The 1989 excavations of this area were conducted by Karega-Munene. The excavation decided to focus on the area that was adjacent to the river. They established a grid that resulted in 52 squares, each measured 5m x 5m. There were two plots that produced the most finds and they were identified as Area A. After those plots provided so many finds they excavated more squares in that area which were labeled 1 through 30. The excavations of these squares were different from Robertshaw’s excavations because the topsoil was not removed by shovels, but instead separated into 10 cm spits.

==Dating==
Different types of dating were used at Gogo Falls. Archaeologists sent small charcoal samples to the University of Oxford to be radiocarbon dated. However, the samples of charcoal found were less than 30g, which meant the dates were only average dates because the samples were smaller than what was needed to obtain an exact date. The samples were not able to give exact dates because they could have come from the levels above or below the level that was being dated. Even though the samples had minor problems for obtaining dates, they were the best option for dates in those levels. However, there were items that were dated using this method that did support the understanding of the site. The dates found did not always match the stratigraphy but the dates themselves were not statistically different. The other technique used to date items in Gogo Falls was obsidian hydration. For the excavations in 1983, J.W. Michele performed the obsidian hydration dating at MOHLAB. There were also problems with this kind of dating because rates of hydration are not always constant enough to date correctly. The date of an item could change based on how much sunlight that it receives and the chemical composition that is in its environment.
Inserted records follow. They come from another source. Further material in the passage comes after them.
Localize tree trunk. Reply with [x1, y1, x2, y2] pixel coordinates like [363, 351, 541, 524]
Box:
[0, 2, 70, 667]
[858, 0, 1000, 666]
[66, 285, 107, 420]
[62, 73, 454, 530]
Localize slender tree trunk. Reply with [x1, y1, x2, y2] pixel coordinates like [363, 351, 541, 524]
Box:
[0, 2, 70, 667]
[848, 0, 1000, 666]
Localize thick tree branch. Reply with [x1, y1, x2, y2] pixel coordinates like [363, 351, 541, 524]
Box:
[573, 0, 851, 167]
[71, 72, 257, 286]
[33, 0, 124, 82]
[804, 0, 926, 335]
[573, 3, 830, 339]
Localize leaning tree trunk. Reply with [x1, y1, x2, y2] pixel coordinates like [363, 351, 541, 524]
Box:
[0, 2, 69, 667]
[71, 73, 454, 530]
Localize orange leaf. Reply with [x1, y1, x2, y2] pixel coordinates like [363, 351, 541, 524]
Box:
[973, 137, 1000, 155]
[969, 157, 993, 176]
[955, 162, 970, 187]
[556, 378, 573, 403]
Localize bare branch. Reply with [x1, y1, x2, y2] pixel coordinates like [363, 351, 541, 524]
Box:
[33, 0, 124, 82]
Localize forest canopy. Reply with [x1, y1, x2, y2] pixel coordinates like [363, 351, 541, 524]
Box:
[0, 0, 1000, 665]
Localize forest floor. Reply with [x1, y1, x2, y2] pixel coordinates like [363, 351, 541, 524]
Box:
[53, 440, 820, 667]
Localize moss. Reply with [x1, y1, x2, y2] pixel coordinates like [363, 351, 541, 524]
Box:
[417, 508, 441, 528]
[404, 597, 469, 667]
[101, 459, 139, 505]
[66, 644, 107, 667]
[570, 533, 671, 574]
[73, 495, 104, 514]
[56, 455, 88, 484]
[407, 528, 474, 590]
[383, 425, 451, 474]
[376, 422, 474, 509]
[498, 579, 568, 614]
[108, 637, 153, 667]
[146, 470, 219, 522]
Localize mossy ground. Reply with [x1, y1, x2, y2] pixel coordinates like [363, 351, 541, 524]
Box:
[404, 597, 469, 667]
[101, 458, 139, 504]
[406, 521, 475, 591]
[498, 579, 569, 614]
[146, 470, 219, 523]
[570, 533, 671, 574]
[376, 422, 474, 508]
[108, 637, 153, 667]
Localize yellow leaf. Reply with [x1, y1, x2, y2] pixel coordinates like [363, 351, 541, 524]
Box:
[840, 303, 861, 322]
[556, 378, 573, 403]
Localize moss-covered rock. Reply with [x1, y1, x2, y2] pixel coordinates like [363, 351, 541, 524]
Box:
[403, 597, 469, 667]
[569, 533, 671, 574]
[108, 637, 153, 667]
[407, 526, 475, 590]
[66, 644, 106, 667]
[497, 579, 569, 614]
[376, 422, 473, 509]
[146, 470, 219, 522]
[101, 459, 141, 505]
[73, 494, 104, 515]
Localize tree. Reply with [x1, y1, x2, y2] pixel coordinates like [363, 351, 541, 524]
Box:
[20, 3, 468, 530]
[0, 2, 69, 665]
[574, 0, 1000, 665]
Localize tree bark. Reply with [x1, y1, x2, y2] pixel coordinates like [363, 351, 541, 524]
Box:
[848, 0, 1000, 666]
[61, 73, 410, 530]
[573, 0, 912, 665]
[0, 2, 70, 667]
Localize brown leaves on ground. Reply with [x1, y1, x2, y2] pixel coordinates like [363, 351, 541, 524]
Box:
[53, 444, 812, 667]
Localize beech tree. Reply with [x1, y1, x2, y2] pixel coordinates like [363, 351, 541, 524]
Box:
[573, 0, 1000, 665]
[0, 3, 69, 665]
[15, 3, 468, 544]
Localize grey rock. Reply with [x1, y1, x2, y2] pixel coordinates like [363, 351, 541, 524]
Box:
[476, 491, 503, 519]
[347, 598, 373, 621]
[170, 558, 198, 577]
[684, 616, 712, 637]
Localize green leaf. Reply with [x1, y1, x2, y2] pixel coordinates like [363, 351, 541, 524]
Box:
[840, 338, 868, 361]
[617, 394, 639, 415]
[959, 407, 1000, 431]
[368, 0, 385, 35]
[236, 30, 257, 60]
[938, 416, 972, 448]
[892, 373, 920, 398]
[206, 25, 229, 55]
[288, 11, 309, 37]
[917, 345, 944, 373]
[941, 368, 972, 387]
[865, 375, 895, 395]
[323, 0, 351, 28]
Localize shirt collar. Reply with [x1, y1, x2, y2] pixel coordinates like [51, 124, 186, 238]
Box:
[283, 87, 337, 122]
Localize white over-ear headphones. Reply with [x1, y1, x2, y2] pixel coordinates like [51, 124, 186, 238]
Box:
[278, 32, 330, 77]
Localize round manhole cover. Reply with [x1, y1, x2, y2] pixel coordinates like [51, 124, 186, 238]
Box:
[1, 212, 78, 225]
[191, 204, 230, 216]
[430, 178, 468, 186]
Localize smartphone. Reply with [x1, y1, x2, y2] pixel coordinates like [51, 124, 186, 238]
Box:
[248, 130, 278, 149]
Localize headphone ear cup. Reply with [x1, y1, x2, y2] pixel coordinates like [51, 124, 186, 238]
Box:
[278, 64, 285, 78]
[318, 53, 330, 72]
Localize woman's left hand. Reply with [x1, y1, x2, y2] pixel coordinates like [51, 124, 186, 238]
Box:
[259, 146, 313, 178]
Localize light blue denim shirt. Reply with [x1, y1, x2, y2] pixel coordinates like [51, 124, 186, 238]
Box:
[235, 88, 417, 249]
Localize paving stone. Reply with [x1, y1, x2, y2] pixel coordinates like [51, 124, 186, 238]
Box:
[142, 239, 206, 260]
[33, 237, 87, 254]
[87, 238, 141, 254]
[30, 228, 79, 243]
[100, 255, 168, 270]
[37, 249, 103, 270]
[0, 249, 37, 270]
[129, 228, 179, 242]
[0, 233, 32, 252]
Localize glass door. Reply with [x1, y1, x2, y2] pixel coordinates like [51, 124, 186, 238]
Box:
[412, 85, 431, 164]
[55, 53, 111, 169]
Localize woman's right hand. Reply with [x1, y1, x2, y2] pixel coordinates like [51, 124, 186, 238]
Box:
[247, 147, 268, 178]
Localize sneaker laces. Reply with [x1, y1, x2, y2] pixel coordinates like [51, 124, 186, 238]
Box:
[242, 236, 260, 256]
Some dates of samples that were found did not match because there was a 1500-year gap between the two and some of the other dates were older than the ones that were found in deeper layers. However, there were other dates that showed stratigraphic consistency because there were layers in the trenches that showed the deeper levels were older than the ones above it. The dates that were attained from the excavations date to about 2000 BP and range between the years of 1510-990 BC and AD 4 and AD 410.

==Finds==
There were many different items excavated at Gogo Falls, found were ash midden, Akira pottery, Kansyore pottery, Elementeitan pottery, Urewe pottery, iron artifacts, regular shells beads, ostrich eggshell beads, faunal remains, stone artifacts and charcoal. The stone Artifacts include obsidian, quartz, small microliths and modified blades of different sizes. In 1989, the excavations found more stone artifacts that had been found earlier but they also found arrowheads. In 1983, there were some bone artifacts found, including one possible harpoon, which would make it the first in the Lake Victoria Basin. The faunal remains include mammalian fauna which were bones and teeth from cattle, fish bones which were believed to be the first associated with Elementeitan pottery, shellfish and botanical remains. Based on evidence, Gogo Falls was a site for herding cattle, sheep and goats. People at Gogo Falls also hunted; bones of zebra, warthog, bush pig, and oribi were found at the site. Finds were spread throughout the different areas that were excavated but all of the areas were consistent with the others.

==Discussion==
Gogo Falls helps archaeologists today because based on recent studies of stable isotopes of animal teeth, a path has been found that would have allowed people to travel to South Africa. Since it is known that there were large numbers of domestic animals and wild animals at the site, this proves that there was no tsetse flies in the area. If there were tsetse flies, then there would not have been evidence of herding in Gogo Falls. The stable isotopes also prove that the area had been covered in grasses for the last 2000 years due to the increase of rainfall in the later Holocene, the environment was ideal to have supported domestic animals. This evidence helps prove that there could have been a movement of people from eastern Africa to southern Africa, because the main source of food for people were animals and they would have had to travel through areas that animals could survive.